Süß schmeckt der nach Lakritze duftende Süßholz-Trunk. Der weiß beschürzte Mann verkauft es in der Altstadt. Dafür schleppt der breit grinsende Schnurrbartträger einen wuchtigen Messingkessel auf seinem Rücken durch die Gassen von Tarsus. Die Stadt unweit der Kilikischen Küste, die mit antiken Sehenswürdigkeiten protzt, gilt bei Christen aller Konfessionen als Geburtsort des Apostels Paulus. Doch das offene Bekenntnis zu ihrer Religion gestaltet sich für die wenigen hier noch lebenden Gläubigen bitter.
Erstmals genehmigt die Regierung der #Türkei den Bau einer christlichen #Kirche im Land: http://t.co/nfHCynC1MM (wt)
— stern (@sternde) 3. Januar 2015
Bundespräsident Christian Wulff betete in Tarsus
Bundespräsident Christian Wulff durfte am letzen Donnerstag im Oktober 2010 in der St. Paulus-Kirche zu Tarsus beten, die offiziell kein christliches Gotteshaus sein darf. Doch noch immer bedarf jeder christlicher Gottesdienst, in dem als Museum geführten Gebäude, die Erlaubnis der kommunalen Behörden. „Das ist kompliziert“, erzählt Davut Oguzcan in der 1850 auf den Fundament eines antiken Tempels erbauten Kirche.
Der in der nahen Großstadt Mersin lebende Türke ist kein Christ, engagiert sich dennoch aus Überzeugung für die Völkerverständigung und Freiheit aller Religionen. Und er kennt einen Trick: „Unser Künstler-Verein meldet einfach eine Kulturveranstaltung an.“ Anschließend werden die hier als Museums-Dienerinnen tätigen Nonnen Giuseppina Ballo und Agnese Trabaldo zum Event eingeladen. „Die beiden betagten Damen haben vom fernen Vatikanstaat die Erlaubnis erhalten, um katholische Gottesdienste auszurichten.“ Die pragmatische Strategie, das sieht man Davut im Gespräch an, schmeckt ihm nicht. Offene Kritik am Verhalten der Behörden wagt er aber kaum: „Wir müssen uns arrangieren, um Fortschritte zu erzielen.“ Ein Fortschritt sei es bereits, dass die beiden Nonnen hier leben dürften. Davut: „Das Gehalt für ihre Dienste am Museum zahlt übrigens der Heilige Stuhl in Rom.“ Hoffung auf echte Religionsfreiheit keimte im Jahre 2009 auf. Papst Benedikt rief das Paulus-Jahr aus: Vorübergehend fanden auch ohne Deckmantel Gottesdienste satt. Doch diese Praxis war von kurzer Dauer.

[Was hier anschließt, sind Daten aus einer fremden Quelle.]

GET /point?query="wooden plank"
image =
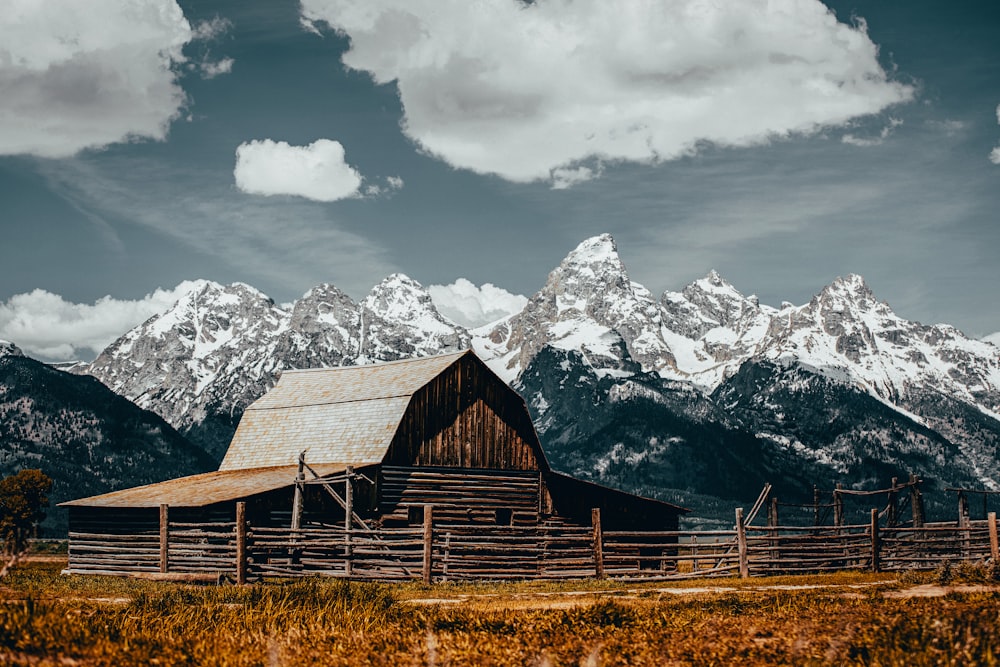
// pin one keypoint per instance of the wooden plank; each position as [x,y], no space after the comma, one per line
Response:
[595,522]
[164,538]
[428,543]
[994,550]
[741,544]
[241,543]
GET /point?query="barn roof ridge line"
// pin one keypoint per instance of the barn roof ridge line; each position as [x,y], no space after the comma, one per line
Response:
[374,364]
[313,405]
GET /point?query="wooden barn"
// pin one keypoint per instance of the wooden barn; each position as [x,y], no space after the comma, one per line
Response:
[358,455]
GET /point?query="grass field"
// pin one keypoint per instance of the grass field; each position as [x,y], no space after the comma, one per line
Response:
[845,619]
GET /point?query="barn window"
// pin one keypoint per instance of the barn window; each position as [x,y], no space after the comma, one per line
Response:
[415,515]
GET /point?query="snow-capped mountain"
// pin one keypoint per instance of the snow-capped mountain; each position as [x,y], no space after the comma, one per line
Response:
[840,388]
[8,349]
[88,439]
[219,348]
[590,305]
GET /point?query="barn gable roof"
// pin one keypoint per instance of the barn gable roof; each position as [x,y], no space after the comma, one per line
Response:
[347,414]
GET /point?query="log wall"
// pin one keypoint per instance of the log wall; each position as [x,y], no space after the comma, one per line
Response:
[480,497]
[467,417]
[548,550]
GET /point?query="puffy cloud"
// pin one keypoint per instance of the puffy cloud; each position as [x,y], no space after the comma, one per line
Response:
[49,326]
[529,91]
[210,70]
[79,75]
[472,306]
[873,141]
[317,171]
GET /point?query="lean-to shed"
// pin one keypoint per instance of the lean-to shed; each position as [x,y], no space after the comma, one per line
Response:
[443,431]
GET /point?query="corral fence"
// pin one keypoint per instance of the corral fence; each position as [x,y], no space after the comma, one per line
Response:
[440,552]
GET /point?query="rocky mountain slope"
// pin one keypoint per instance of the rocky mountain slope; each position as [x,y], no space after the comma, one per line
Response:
[88,439]
[219,348]
[704,390]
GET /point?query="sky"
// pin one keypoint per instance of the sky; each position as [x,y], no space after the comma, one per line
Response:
[472,145]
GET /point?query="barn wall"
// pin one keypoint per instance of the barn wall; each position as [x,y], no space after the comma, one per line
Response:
[467,496]
[466,417]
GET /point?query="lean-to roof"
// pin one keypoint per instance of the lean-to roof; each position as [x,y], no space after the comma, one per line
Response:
[204,489]
[347,414]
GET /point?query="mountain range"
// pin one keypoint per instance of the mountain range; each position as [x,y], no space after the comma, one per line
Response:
[696,395]
[88,439]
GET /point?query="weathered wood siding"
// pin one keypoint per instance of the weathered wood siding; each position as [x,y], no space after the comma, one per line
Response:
[465,496]
[468,418]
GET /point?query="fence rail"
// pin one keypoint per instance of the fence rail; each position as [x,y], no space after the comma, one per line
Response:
[545,551]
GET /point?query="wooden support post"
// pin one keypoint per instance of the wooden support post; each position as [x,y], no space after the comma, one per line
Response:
[741,544]
[964,523]
[428,543]
[595,520]
[300,477]
[241,543]
[772,524]
[916,502]
[892,518]
[815,505]
[164,538]
[994,548]
[876,542]
[838,506]
[348,512]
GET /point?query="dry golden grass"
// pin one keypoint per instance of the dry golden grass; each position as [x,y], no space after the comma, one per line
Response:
[46,619]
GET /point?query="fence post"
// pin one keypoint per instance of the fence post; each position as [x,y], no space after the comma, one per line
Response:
[876,542]
[428,542]
[595,520]
[164,538]
[241,543]
[815,505]
[916,502]
[892,517]
[964,522]
[348,518]
[741,544]
[838,506]
[994,550]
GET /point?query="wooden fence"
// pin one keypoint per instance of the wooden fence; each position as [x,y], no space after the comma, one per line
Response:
[437,552]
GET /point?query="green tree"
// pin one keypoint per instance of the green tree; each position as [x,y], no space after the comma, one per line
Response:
[22,497]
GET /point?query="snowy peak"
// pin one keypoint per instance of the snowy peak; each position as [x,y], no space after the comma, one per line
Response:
[588,304]
[399,320]
[850,293]
[8,349]
[597,256]
[706,304]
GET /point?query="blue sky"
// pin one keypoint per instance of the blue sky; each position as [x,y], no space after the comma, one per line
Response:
[285,145]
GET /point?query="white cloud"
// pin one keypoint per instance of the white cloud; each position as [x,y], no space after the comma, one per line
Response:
[317,171]
[210,69]
[392,184]
[47,325]
[78,75]
[471,306]
[873,141]
[529,91]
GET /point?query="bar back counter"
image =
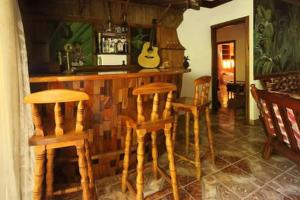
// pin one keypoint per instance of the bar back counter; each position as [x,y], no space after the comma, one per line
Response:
[110,92]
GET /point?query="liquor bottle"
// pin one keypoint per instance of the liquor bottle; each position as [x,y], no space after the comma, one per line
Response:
[120,46]
[125,47]
[124,27]
[99,43]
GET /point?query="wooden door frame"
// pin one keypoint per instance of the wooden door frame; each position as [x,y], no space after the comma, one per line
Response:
[234,49]
[214,71]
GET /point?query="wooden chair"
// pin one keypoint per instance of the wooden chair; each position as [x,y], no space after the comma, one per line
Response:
[146,120]
[196,105]
[46,139]
[280,115]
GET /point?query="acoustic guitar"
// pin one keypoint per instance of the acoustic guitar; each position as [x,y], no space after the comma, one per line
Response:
[149,57]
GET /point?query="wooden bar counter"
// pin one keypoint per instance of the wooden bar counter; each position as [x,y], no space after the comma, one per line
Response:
[110,92]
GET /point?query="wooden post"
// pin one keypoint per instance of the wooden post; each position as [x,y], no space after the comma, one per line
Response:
[38,172]
[49,173]
[126,157]
[83,172]
[187,131]
[209,134]
[140,165]
[197,146]
[58,120]
[172,168]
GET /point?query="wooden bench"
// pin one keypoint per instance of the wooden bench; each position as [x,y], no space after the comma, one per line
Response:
[280,115]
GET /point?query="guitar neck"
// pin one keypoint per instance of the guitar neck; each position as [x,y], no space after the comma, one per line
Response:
[152,33]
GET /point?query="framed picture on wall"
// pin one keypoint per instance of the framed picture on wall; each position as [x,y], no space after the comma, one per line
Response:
[138,35]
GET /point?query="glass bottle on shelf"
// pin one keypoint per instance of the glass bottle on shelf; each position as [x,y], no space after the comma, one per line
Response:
[120,46]
[124,26]
[99,43]
[104,45]
[125,47]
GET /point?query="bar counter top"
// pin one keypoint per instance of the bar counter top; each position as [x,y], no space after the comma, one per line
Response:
[106,75]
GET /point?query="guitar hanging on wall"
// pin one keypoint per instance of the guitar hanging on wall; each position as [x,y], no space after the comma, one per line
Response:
[149,57]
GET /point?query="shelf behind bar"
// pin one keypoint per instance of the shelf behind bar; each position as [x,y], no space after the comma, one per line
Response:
[112,74]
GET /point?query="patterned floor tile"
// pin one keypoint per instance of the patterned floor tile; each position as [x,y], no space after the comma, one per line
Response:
[236,180]
[259,169]
[295,171]
[288,185]
[183,195]
[213,189]
[194,189]
[267,192]
[277,161]
[239,171]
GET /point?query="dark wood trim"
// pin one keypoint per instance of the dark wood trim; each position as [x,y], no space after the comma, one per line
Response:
[214,72]
[234,49]
[295,2]
[212,4]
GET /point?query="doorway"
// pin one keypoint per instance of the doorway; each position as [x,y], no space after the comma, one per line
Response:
[226,71]
[230,65]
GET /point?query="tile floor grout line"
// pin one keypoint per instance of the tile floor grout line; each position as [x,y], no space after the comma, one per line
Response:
[266,184]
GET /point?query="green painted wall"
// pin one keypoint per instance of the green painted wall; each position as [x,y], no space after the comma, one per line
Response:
[276,37]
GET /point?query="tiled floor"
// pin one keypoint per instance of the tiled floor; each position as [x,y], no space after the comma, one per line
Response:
[239,171]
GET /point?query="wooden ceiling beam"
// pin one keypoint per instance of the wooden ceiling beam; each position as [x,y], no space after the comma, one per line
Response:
[295,2]
[212,4]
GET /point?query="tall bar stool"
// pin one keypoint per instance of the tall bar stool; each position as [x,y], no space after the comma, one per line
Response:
[46,139]
[196,105]
[146,120]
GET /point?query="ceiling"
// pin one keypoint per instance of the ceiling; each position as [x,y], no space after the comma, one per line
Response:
[182,4]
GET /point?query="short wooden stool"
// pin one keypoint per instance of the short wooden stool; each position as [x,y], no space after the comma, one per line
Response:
[47,139]
[146,120]
[196,105]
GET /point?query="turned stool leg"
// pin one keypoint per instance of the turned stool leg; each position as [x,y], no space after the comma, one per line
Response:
[175,125]
[38,172]
[83,172]
[49,174]
[197,146]
[187,131]
[126,158]
[154,154]
[170,150]
[89,169]
[140,165]
[209,134]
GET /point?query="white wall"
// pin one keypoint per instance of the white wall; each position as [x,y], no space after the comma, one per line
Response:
[237,33]
[195,35]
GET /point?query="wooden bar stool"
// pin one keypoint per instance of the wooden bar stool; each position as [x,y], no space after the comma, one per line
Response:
[196,105]
[46,139]
[147,119]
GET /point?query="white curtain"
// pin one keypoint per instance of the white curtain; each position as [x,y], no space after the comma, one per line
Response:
[16,164]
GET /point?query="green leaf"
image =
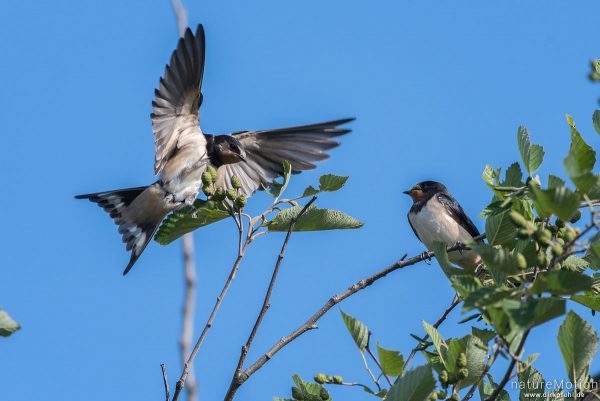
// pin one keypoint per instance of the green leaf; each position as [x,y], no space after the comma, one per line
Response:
[358,330]
[392,362]
[560,201]
[499,229]
[533,312]
[436,339]
[578,344]
[415,385]
[486,389]
[561,282]
[596,120]
[531,385]
[439,249]
[580,162]
[589,300]
[7,324]
[181,221]
[327,183]
[313,219]
[275,189]
[532,155]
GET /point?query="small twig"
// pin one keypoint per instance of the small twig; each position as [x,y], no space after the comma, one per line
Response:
[310,324]
[455,301]
[165,381]
[487,368]
[510,368]
[368,349]
[188,364]
[265,306]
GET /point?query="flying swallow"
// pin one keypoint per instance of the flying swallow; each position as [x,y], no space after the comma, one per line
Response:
[436,216]
[183,152]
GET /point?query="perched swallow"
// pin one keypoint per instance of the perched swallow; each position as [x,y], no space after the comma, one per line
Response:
[183,152]
[436,216]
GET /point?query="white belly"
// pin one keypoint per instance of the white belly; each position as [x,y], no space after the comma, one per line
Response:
[433,223]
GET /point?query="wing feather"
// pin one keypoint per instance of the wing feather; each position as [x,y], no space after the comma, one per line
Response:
[175,109]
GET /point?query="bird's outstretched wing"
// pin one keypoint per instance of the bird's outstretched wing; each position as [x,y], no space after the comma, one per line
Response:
[175,109]
[458,214]
[267,150]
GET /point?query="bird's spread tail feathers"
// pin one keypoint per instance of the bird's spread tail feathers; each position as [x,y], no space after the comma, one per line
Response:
[137,211]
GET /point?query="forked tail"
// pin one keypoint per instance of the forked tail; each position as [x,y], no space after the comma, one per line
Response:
[137,211]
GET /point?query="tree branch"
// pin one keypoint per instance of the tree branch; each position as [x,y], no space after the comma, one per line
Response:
[235,383]
[310,324]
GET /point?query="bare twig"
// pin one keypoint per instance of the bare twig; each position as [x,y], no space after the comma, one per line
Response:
[510,368]
[310,324]
[165,381]
[455,301]
[266,303]
[188,364]
[189,306]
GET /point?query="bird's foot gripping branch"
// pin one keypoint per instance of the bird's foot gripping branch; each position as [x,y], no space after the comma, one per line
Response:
[540,259]
[283,215]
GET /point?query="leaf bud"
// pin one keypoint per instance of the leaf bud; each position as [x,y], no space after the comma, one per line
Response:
[213,173]
[236,182]
[518,219]
[208,190]
[219,195]
[556,249]
[206,178]
[462,360]
[231,194]
[239,202]
[576,216]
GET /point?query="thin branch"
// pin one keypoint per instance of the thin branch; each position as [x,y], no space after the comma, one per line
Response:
[189,307]
[310,324]
[266,303]
[165,381]
[487,368]
[188,364]
[510,368]
[455,301]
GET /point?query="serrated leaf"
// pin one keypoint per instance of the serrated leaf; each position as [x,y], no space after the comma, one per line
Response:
[589,300]
[7,324]
[392,362]
[560,201]
[578,344]
[313,219]
[580,162]
[596,120]
[499,229]
[532,155]
[439,249]
[531,385]
[276,189]
[561,282]
[358,330]
[181,221]
[437,340]
[327,183]
[415,385]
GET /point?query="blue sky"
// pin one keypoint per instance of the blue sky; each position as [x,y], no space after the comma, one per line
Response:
[438,88]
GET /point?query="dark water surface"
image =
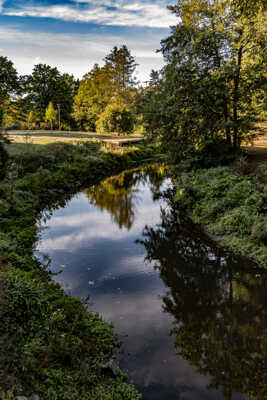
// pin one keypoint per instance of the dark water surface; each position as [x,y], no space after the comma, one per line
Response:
[192,319]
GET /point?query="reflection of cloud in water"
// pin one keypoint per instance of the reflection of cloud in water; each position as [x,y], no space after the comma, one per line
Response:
[71,232]
[129,266]
[147,350]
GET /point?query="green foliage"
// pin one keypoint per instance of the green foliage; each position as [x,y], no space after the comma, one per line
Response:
[58,346]
[55,347]
[51,114]
[229,205]
[217,302]
[46,85]
[115,118]
[213,83]
[9,83]
[103,89]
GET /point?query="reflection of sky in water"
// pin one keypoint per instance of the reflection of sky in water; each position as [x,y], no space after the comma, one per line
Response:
[99,259]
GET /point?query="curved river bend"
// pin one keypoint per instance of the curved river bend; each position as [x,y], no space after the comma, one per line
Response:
[191,319]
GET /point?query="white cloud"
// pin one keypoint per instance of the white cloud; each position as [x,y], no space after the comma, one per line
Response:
[137,14]
[76,53]
[1,4]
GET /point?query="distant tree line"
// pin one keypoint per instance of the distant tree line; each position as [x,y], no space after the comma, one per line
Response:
[209,94]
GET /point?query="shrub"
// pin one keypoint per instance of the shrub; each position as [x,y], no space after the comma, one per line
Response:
[115,118]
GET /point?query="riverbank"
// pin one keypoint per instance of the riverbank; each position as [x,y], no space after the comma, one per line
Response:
[229,203]
[51,345]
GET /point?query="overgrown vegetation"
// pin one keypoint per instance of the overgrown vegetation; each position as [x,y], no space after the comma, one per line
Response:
[230,205]
[52,346]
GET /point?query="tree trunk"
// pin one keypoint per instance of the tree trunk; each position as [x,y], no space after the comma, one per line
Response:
[236,96]
[226,116]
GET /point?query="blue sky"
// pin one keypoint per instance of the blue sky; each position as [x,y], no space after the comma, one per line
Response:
[75,34]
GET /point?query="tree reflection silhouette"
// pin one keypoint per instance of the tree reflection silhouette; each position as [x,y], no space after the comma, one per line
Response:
[219,305]
[119,194]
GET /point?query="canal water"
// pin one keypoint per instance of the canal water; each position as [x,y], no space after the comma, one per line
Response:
[191,318]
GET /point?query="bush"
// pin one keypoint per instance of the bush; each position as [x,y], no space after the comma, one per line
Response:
[115,118]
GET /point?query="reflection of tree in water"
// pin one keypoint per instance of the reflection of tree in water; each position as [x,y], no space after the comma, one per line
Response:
[119,194]
[219,303]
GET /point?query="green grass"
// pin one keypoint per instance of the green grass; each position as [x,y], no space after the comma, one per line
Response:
[56,346]
[229,205]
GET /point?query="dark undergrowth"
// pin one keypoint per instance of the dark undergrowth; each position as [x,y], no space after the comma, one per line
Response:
[50,344]
[230,203]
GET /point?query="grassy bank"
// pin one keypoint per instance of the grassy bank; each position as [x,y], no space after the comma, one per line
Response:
[229,205]
[50,344]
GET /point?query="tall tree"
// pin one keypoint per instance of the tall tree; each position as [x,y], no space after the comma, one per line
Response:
[213,76]
[51,114]
[95,92]
[107,93]
[46,85]
[9,85]
[122,66]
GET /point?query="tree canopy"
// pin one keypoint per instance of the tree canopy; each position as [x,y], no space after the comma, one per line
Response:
[213,81]
[106,95]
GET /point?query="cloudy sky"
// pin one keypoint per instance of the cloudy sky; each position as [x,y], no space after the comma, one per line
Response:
[75,34]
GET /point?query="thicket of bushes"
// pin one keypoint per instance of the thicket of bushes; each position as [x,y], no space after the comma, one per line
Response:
[229,205]
[51,345]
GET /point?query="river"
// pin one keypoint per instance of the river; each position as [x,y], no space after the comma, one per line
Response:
[191,318]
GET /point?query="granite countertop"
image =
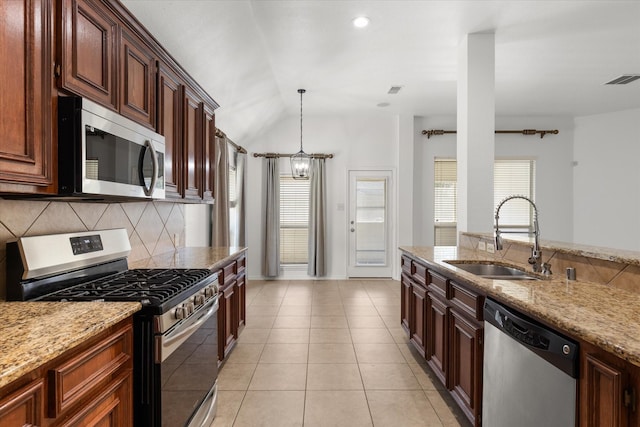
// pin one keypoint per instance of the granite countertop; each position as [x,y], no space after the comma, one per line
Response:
[34,333]
[191,257]
[601,315]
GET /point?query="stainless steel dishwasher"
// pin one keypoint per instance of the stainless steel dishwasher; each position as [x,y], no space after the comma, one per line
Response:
[529,372]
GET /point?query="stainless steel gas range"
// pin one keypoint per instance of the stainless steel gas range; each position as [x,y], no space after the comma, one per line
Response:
[175,334]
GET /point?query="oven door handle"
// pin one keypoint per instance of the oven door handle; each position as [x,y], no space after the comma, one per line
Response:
[166,344]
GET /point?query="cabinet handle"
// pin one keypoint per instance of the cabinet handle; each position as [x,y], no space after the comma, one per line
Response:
[630,398]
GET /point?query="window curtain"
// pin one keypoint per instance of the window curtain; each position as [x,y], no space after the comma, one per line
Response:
[240,167]
[317,218]
[271,264]
[220,211]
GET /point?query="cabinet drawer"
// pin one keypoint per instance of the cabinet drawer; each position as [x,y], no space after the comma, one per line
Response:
[466,300]
[419,273]
[405,262]
[242,263]
[438,284]
[76,378]
[229,272]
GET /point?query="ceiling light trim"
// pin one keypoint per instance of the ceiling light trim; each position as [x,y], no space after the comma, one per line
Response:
[624,79]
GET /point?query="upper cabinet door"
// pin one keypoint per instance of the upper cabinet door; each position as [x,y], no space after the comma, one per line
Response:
[137,80]
[26,144]
[89,51]
[209,140]
[170,126]
[192,140]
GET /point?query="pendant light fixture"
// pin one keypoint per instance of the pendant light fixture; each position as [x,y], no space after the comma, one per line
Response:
[300,161]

Diskriminierung des Christentums ist auch aus türkischer Perspektive eine Dummheit
Diskriminierung der Christen ist auch aus türkischer Perspektive eine Dummheit
„Viele Pilgertouristen lassen sich abschrecken“, stimmt Davut zu. „Obwohl Tarsus und die gesamte Region eigentlich ein echter Tourismus-Magnet sein könnte.“ Der Paulus-Brunnen am Geburtshaus des Apostel Paulus steht noch. Unweit des schönen Basars und nur einen Katzensprung entfernt von der aufwändig renovierten Altstadt, die mit attraktiven Holzfassaden und emsigen Gastronomen beeindruckt.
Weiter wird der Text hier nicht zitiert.